In December 2018, the cabinet gave an in-principle approval for a stake sale in REC to bring it under PFC. REC will make a strategic sale of 52.63 per cent of its total paid-up equity shareholding to PFC. But this is only meant to raise money for the government to make its disinvestment numbers look good. Post the stake sale, REC would still continue to operate as a public sector financial institution and retain its status as an infrastructure finance company. Not only that, the entity would continue to accrue all the benefits it was eligible for prior to stake sale, including raising tax-free bonds under the Section 54EC route of Income Tax Act. This is rather silly.

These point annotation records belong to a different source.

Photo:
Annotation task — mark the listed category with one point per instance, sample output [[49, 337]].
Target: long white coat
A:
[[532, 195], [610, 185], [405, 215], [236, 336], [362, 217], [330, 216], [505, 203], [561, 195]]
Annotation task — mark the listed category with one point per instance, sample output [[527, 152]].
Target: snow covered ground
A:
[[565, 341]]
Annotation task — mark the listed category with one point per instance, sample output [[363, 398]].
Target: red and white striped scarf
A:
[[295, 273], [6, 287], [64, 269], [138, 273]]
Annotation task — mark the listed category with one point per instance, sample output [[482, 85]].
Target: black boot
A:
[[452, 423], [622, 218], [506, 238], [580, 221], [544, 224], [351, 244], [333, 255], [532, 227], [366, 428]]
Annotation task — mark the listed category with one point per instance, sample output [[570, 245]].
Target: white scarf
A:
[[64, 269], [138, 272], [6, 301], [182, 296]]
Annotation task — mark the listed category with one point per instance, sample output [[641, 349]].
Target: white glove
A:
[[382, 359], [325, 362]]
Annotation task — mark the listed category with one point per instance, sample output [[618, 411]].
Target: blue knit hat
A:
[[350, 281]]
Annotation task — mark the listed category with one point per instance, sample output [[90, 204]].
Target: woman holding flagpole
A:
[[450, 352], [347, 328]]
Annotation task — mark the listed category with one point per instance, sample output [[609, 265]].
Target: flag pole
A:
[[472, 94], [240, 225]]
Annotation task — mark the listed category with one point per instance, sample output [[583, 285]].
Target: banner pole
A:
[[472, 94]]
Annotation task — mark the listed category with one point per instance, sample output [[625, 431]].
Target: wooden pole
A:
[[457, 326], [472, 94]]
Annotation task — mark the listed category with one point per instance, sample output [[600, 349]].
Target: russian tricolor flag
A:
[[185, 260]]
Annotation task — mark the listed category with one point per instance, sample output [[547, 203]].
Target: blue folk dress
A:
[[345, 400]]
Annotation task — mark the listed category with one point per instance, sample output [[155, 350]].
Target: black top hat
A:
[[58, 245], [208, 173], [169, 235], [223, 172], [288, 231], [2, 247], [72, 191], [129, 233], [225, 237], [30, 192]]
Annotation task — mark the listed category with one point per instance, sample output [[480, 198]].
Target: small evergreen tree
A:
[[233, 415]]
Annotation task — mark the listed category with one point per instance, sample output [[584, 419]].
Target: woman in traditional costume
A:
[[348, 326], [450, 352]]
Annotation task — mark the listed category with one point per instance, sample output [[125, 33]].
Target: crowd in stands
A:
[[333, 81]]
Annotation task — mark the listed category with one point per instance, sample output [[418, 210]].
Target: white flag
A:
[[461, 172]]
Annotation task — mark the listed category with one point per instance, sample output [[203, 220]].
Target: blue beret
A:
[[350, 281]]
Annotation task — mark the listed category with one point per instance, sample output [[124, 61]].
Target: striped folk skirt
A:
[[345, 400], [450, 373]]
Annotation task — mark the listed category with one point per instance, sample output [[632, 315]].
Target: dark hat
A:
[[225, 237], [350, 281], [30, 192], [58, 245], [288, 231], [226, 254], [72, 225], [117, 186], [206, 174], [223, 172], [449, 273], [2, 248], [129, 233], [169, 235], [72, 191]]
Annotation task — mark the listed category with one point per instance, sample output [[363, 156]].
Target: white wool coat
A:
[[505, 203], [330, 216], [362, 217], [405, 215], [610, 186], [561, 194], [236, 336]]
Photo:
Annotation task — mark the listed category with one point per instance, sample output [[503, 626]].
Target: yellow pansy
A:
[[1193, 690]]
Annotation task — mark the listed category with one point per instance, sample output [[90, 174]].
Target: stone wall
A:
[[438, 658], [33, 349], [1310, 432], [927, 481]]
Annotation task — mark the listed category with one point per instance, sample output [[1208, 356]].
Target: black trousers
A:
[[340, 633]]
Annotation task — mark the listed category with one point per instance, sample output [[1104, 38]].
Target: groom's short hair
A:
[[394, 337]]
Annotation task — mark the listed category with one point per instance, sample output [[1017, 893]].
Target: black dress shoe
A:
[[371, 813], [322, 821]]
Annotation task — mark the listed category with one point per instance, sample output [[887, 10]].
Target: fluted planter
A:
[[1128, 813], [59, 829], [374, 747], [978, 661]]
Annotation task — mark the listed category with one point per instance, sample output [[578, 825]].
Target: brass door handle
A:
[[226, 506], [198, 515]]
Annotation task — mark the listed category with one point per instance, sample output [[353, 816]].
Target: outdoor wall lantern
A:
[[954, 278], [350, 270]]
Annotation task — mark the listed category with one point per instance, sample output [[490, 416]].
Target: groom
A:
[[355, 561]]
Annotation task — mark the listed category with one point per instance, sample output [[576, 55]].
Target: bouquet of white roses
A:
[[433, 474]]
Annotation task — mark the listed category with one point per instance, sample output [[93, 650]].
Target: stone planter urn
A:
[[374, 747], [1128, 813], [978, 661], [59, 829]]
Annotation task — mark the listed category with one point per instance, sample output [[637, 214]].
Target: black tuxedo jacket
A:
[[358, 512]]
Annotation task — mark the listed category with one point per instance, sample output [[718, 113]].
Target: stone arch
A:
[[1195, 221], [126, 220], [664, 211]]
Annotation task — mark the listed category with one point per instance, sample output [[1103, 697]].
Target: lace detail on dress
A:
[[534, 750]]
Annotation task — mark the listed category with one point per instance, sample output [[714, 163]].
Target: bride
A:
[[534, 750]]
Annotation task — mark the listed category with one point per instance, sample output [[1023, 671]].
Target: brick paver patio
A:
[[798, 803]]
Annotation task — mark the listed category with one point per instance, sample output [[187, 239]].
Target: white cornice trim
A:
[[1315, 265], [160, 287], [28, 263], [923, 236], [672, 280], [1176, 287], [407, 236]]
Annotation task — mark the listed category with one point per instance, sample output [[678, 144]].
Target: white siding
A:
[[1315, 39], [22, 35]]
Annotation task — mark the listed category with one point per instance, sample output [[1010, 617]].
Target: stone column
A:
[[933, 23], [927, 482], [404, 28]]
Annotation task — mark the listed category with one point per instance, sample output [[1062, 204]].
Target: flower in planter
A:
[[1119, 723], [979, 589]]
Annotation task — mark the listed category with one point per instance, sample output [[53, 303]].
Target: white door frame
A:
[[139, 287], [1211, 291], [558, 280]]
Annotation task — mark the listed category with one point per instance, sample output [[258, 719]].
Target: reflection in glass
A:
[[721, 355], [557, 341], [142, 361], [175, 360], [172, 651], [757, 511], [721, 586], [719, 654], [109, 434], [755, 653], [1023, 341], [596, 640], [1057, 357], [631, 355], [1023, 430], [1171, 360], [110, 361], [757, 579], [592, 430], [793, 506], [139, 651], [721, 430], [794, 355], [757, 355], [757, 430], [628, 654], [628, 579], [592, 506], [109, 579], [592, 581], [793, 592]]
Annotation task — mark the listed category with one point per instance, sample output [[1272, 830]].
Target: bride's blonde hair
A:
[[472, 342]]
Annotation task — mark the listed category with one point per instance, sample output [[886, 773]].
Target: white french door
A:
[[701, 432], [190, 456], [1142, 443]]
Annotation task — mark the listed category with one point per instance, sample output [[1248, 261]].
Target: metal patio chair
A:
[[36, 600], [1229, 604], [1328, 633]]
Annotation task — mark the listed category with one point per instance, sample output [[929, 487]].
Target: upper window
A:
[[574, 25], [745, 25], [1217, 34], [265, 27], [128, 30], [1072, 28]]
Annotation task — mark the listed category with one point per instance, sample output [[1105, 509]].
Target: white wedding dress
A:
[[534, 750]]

Instead it would be eminently useful in economic interests to bring all of them under one roof at the same time. Sure, it would fatten the disinvestment receipts for one year and make the next year’s look flat. But it is better than the current piecemeal approaches. It would finally provide India with the sovereign fund-raising arm that has been tried through other hoary routes like sequestering a part of the foreign exchange reserves, made on several occasions.
The risk in not merging
There are substantial risks in not doing so. REC and PFC raise money for the same sector, power. Their exposure to the sector is 81 per cent and 82 per cent. Their NPAs stem from exactly the same cause—exposure to private sector power producers, because of which their NPAs are comparable at 8.12 per cent and 9.7 per cent.

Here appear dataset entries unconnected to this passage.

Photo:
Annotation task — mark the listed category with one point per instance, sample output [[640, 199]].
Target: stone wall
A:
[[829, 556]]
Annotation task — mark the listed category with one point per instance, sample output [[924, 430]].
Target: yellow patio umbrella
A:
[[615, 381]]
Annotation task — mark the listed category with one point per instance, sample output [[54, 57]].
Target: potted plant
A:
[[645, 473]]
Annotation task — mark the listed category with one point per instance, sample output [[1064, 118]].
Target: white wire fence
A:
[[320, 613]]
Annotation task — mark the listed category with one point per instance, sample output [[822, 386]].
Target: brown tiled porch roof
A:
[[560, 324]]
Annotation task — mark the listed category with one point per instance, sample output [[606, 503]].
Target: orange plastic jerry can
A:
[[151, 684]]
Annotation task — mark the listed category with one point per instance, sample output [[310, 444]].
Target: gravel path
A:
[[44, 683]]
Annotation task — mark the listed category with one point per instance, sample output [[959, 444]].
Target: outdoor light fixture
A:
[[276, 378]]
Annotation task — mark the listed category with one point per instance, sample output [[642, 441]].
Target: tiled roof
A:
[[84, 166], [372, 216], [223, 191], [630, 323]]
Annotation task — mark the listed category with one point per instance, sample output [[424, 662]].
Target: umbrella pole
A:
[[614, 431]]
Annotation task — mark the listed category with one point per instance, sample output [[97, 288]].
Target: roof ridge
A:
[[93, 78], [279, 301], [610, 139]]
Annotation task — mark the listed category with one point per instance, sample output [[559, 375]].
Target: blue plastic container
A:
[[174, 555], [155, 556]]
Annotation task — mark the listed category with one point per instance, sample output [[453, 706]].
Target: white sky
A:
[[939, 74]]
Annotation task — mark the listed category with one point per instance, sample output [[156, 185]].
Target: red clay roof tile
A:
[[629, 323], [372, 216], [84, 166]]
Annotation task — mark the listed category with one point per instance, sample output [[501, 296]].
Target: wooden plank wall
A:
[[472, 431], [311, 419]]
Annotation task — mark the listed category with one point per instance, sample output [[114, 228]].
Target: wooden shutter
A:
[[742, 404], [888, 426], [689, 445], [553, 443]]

What about IRFC? It has no NPA simply because all its loans are fully collateralised with the rolling stock of the Indian Railways. If one thought that was complex, what about NHAI! Its comfort emerges from the fuel cess the government charges. Without those the management practices or the expertise they have created might not impress the rating firms. IRFC, with its skeletal staff, does as good a job on yields as
the much bigger ones like PFC and REC do. The papers issued are also virtually indistinguishable in tenor and terms. All the rating agencies are clear that if there is “any decline in strategic importance” of these companies to the government of India, the outlook “may be revised to negative”.

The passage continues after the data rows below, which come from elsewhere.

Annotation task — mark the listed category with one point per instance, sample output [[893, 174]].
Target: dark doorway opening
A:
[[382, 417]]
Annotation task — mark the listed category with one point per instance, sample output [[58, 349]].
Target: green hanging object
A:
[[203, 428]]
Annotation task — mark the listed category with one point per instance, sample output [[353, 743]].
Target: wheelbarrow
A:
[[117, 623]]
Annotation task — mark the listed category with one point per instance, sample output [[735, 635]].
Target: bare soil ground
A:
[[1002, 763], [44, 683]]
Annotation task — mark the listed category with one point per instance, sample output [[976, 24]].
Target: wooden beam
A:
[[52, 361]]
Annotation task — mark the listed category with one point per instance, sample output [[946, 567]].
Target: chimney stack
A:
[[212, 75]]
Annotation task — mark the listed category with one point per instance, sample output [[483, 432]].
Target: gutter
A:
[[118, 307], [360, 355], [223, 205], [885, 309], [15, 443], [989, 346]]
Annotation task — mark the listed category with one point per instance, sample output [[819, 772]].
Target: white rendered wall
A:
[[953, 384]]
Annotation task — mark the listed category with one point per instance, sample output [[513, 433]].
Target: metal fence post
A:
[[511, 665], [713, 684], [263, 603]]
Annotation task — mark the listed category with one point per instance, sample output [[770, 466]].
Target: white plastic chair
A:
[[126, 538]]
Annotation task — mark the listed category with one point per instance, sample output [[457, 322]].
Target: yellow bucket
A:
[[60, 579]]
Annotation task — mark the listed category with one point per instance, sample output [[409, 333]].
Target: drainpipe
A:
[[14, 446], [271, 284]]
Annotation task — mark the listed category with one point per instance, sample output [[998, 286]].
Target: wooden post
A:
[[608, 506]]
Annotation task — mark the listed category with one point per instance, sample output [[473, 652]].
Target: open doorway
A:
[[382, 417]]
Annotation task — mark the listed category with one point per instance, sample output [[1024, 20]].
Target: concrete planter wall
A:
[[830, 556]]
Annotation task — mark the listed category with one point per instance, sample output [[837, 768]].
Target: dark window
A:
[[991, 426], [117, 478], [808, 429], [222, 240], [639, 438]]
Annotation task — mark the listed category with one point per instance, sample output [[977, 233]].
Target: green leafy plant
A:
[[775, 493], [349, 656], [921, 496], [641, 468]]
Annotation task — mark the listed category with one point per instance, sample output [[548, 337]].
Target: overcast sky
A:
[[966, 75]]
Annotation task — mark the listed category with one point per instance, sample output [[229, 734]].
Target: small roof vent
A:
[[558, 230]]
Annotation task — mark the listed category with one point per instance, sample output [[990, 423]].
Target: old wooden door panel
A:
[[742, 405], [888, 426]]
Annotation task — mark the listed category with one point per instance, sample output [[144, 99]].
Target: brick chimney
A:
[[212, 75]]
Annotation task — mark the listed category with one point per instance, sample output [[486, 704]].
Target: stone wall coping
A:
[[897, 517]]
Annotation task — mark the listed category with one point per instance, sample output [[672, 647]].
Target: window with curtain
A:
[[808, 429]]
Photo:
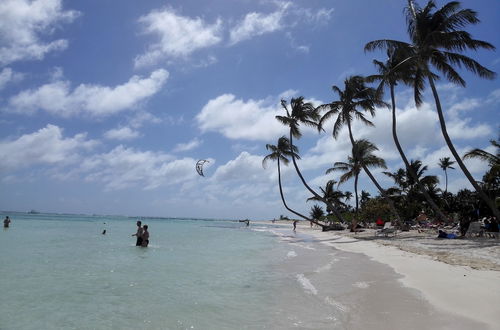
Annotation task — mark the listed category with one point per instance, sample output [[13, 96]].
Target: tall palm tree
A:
[[437, 41], [316, 212], [353, 100], [330, 194], [390, 73], [445, 163], [280, 153], [362, 157], [302, 113], [365, 197]]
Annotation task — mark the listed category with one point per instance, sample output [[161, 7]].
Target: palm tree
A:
[[437, 41], [362, 157], [355, 98], [280, 153], [390, 73], [302, 113], [332, 195], [316, 212], [365, 197], [445, 163]]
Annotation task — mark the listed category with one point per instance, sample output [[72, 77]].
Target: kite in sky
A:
[[199, 166]]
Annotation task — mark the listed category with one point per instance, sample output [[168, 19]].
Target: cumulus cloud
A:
[[58, 98], [7, 76], [179, 35], [256, 24], [46, 146], [239, 119], [122, 133], [195, 143], [124, 167], [23, 24]]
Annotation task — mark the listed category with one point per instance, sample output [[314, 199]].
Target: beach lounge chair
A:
[[474, 230], [387, 230]]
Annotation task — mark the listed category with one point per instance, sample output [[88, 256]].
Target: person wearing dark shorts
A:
[[139, 234]]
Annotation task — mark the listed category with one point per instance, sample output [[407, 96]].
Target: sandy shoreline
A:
[[459, 276]]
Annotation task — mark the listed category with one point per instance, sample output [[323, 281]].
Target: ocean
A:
[[60, 272]]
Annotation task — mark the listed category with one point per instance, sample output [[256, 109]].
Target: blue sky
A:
[[105, 106]]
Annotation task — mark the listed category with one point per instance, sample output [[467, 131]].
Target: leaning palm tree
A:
[[362, 157], [332, 195], [437, 41], [391, 72], [445, 164], [280, 153], [316, 212], [302, 113], [353, 101], [350, 169]]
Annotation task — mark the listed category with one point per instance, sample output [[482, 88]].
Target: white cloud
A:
[[239, 119], [122, 133], [59, 99], [179, 35], [7, 75], [195, 143], [256, 24], [45, 146], [23, 24], [125, 167]]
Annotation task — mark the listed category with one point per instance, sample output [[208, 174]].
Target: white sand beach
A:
[[459, 276]]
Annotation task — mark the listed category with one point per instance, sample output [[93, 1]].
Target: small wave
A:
[[291, 254], [361, 285], [326, 267], [336, 304], [306, 284]]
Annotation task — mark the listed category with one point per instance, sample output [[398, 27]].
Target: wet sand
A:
[[371, 284]]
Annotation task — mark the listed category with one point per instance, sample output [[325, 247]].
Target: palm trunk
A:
[[446, 178], [284, 203], [473, 182], [354, 223], [380, 189], [407, 164], [337, 214]]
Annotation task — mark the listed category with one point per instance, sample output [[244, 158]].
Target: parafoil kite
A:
[[199, 166]]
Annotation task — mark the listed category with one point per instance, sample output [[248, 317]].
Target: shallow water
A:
[[59, 272]]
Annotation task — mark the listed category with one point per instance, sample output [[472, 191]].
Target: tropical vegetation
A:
[[438, 45]]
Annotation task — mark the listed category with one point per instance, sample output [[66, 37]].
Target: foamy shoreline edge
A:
[[459, 290]]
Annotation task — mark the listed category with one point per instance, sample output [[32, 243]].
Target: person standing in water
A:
[[6, 222], [145, 236], [139, 233]]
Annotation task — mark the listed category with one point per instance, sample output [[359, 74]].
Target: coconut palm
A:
[[362, 157], [316, 212], [437, 40], [355, 99], [302, 113], [280, 153], [445, 163], [390, 73], [365, 197], [330, 194]]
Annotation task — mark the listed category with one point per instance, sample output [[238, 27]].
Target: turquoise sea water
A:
[[60, 272]]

To get a sense of what happens when these companies lose their strategic importance to the government, one just needs to examine IFCI. Despite government’s majority shareholding (56.42 per cent) IFCI has slipped to triple-B plus with a negative outlook (Icra). Devendra Pant, chief economist at India Ratings said, "whenever these companies go abroad to borrow the markets respond on the basis of the government ownership, strategic position in government policy and linkage they enjoy."